He also pointed out things get interesting once you get beyond a single forwarding instance:
Another thing to consider is how router OS’s deal with multiple VRFs. Suppose you have a 1000 VRFs on a PE, and each VRF runs a routing protocol with a CE. What are you going to do? Spawn a 1000 processes? That doesn’t scale really. Have one process per routing protocol, with 1 thread per VRF? Or are you going to use worker-threads? These are the harder questions.
Justin Pietsch approached the lack of massive multi-threading from the “others have solved it, why can’t we” perspective:
I’m disappointed that there aren’t more scalable solutions. I want BGP daemons to catch up to modern databases. How do we get Network router vendors to think the same way that current database people do, they should not be held back by hardware and they should take advantage of hardware. At what point do I take an in memory no-sql database and hook on a simple BGP protocol parser?
Back to Henk, he made a similar point:
I am surprised about the lack of true improvement BGP implementations have made in the last 20 years. I mean architectual and performance wise. A lot of work has gone into the protocol (writing RFCs). But not in the implementations themselves, it seems. I guess it is easer to write drafts than to write code. As far as I know, there is no BGP implementation that does everything multi-threaded at scale. Reading from sockets, doing ingress policy, bestpath-computation, route-installation, egress-policy, generating output updates. It should be possible to do all of that on multiple cores, in every stage. Some stages require locking, or must be single-threaded. E.g. installing new routes in the Adj-RIB-In. But other things (policy, bestpath computation, rib-install, update-generation) you can do on many cores in parallel.

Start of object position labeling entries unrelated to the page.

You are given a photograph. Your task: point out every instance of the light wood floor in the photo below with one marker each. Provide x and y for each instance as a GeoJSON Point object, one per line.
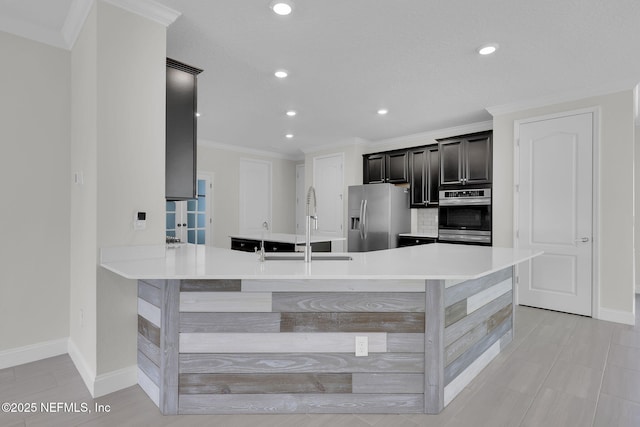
{"type": "Point", "coordinates": [560, 370]}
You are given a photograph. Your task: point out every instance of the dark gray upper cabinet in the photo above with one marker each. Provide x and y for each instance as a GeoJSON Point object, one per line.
{"type": "Point", "coordinates": [391, 167]}
{"type": "Point", "coordinates": [424, 167]}
{"type": "Point", "coordinates": [181, 131]}
{"type": "Point", "coordinates": [465, 159]}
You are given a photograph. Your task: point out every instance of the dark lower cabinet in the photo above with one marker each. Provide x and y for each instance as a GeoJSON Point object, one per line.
{"type": "Point", "coordinates": [181, 131]}
{"type": "Point", "coordinates": [250, 245]}
{"type": "Point", "coordinates": [414, 241]}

Finally, Minh Ha pointed to another elephant lurking in the corner. It doesn’t help to have a perfect routing daemon implementation if it takes forever to install routes into FIB:
But the FIB download time is most crucial. Again this problem has been known for over 10 yrs; it’s the FIB download and installation time that’s the biggest bottleneck in modern routers, not the control-plane side of thing. And this problem gets exponentially worse the higher the number of routes one has in the RIB. In short, according to Juniper, RIB sharding may or may not help with FIB download time. I suppose there’s only so much maths/algorithmics can do in the face of physical constraints.
Also from Minh - as the code gets more complex, it’s harder to optimize it:
Henk’s point on the lack of improvement in BGP implementation in the last 20 yrs is very much worth paying attention to, and his remark “it is easer to write drafts than to write code” is spot-on. Could it be that due to the explosion of the code base, now in the hundred thousand lines of code, it’s simply led to architectural dead end due to complexity and therefore, too hard to convert this code base into a multithreading equivalent?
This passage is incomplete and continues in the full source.